Organic butters use only organic milk. This means they come from cows that are free from antibiotics, growth hormones and pesticides.

Flavored butters meanwhile, add some extra ingredient, to change their taste profile. Some popular flavorings include garlic, different types of herbs and spices, as well as chives. These types of butter you can actually make at home by melting regular butter, mixing in the ingredients and re-molding and freezing.

 

How Butter is Made

Butter is produced by taking whole milk and extracting what is called cream.

Cream is created through a natural process of separation in which the fat in un-processed milk separates from the water and rises to the top. The cream is then taken off the top, placed in a churn and continuously agitated to break the membranes surrounding the fat particles.

The churning produces a mixture of water and butterfat called buttermilk. The buttermilk is then drained and the remaining fat is consolidated to form the actual butter.

 

Nutrition Profile of Butter

Butter is substantially different than cheese.
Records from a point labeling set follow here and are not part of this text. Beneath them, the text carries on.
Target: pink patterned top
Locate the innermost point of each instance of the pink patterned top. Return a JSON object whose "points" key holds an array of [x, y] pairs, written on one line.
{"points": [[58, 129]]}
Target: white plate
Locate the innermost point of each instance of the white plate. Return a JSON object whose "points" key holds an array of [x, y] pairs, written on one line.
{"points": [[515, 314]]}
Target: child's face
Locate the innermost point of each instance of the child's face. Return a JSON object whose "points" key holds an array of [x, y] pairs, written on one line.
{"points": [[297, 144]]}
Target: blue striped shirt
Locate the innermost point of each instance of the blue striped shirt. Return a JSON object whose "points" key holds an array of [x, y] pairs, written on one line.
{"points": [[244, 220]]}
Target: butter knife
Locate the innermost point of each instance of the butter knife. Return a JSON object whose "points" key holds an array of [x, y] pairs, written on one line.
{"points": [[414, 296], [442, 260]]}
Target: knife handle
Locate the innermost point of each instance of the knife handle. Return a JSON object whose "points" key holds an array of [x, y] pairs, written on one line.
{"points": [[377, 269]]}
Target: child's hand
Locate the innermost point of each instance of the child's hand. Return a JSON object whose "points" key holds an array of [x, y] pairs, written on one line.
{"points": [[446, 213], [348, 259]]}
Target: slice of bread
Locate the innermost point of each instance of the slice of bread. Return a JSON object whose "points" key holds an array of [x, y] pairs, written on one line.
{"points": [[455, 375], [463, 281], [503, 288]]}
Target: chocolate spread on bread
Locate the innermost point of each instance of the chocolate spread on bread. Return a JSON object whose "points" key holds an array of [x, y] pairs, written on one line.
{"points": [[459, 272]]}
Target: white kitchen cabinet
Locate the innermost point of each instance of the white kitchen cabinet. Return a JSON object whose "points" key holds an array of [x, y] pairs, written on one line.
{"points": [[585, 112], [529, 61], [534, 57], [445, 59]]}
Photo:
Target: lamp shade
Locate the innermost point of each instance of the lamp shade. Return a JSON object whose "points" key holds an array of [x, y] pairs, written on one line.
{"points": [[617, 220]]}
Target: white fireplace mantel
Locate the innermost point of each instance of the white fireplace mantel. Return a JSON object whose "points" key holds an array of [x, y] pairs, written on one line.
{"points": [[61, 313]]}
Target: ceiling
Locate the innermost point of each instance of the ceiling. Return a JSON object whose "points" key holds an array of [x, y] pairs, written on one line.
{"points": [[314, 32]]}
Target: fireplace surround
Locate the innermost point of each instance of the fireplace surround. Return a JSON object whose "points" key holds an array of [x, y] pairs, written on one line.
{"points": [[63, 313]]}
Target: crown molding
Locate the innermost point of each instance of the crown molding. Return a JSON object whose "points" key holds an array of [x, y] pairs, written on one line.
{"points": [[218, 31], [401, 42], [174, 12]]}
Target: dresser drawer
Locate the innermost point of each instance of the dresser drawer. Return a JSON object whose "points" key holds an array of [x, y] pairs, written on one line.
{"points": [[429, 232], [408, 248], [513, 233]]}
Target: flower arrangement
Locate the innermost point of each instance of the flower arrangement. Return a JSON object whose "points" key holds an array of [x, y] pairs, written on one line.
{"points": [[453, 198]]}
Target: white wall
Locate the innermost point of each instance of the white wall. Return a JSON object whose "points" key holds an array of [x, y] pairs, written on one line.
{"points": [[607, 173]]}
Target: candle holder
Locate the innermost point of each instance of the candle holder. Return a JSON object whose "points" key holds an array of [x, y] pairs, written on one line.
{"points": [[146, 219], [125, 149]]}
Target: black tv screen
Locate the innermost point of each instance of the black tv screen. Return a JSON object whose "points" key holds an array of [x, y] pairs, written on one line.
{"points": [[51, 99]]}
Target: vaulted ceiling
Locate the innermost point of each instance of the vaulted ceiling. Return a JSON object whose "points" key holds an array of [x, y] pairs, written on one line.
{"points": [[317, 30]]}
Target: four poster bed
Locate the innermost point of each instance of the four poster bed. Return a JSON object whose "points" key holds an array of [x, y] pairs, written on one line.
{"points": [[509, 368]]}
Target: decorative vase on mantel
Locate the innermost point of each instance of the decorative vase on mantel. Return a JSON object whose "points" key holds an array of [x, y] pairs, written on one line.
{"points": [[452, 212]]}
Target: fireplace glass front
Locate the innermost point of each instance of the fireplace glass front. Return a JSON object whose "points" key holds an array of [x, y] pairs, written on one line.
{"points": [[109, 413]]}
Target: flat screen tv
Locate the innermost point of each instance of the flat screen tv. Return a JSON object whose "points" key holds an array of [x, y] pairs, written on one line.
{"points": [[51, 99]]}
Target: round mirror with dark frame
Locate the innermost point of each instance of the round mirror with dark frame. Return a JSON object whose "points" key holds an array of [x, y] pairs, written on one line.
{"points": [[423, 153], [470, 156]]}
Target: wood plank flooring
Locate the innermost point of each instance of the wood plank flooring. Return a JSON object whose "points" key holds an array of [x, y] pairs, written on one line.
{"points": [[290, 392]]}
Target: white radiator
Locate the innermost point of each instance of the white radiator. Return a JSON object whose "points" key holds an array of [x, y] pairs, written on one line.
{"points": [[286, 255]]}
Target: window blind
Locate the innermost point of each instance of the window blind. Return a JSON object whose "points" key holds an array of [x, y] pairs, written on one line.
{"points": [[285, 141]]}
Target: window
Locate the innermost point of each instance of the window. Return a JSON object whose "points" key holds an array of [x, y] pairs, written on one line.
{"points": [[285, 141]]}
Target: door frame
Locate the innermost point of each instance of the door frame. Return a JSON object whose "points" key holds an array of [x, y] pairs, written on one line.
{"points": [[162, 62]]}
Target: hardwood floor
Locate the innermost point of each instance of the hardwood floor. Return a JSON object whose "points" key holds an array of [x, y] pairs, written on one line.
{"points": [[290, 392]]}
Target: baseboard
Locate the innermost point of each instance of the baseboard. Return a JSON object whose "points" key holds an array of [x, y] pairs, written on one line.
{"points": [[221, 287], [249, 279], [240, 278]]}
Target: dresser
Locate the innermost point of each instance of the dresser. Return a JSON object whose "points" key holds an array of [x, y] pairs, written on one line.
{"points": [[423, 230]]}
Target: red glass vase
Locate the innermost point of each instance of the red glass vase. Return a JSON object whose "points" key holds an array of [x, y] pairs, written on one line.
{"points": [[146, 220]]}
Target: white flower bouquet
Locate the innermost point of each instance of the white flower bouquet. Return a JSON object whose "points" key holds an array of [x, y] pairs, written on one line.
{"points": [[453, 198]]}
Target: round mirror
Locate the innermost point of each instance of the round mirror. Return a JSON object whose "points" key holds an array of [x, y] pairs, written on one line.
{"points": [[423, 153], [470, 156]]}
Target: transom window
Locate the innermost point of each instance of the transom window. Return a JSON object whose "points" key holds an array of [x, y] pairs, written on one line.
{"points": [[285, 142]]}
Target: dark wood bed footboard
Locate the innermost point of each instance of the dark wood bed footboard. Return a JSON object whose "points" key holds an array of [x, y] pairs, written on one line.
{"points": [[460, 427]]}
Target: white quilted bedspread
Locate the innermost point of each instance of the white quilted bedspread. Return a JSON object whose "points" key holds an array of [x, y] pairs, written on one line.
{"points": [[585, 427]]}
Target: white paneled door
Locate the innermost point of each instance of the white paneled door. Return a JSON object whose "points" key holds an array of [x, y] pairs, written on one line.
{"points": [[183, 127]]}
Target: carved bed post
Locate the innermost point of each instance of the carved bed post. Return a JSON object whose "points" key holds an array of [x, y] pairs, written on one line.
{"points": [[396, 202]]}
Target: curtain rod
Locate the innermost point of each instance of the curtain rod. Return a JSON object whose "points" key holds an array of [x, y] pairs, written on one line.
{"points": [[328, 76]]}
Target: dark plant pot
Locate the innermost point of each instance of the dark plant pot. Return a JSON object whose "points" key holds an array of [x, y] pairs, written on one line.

Because butter is almost pure milk fat, there is very little protein found within it. However, because much of the lactose has been removed, butter is generally considered safe for those who are lactose intolerant. This isn’t the case for cheese.

The high amounts of saturated fats found in butter have been shown to increase the likelihood of heart disease.

Butter is also very rich in Vitamin A, when eaten in moderation, a good quality butter can help keep the immune system healthy.

 

How to Use Butter

Butter it often used by spreading it over bread or toast.

It is also very popular in cooking. In fact, butter is a major ingredient found in restaurant kitchens. Much more so than cheese. If you’ve ever wondered why food at restaurants taste better, even the vegetables. It’s the butter. They add loads of it.

 

Conclusion

Butter and cheese come from cow’s milk. But that’s pretty much as close as they’ll ever get to one another. They’re used very differently, have very different textures as well as flavor.

Both also have varying nutrient content. Though one thing is common among them, they contain a bit of fat. That’s part of the reason they taste good.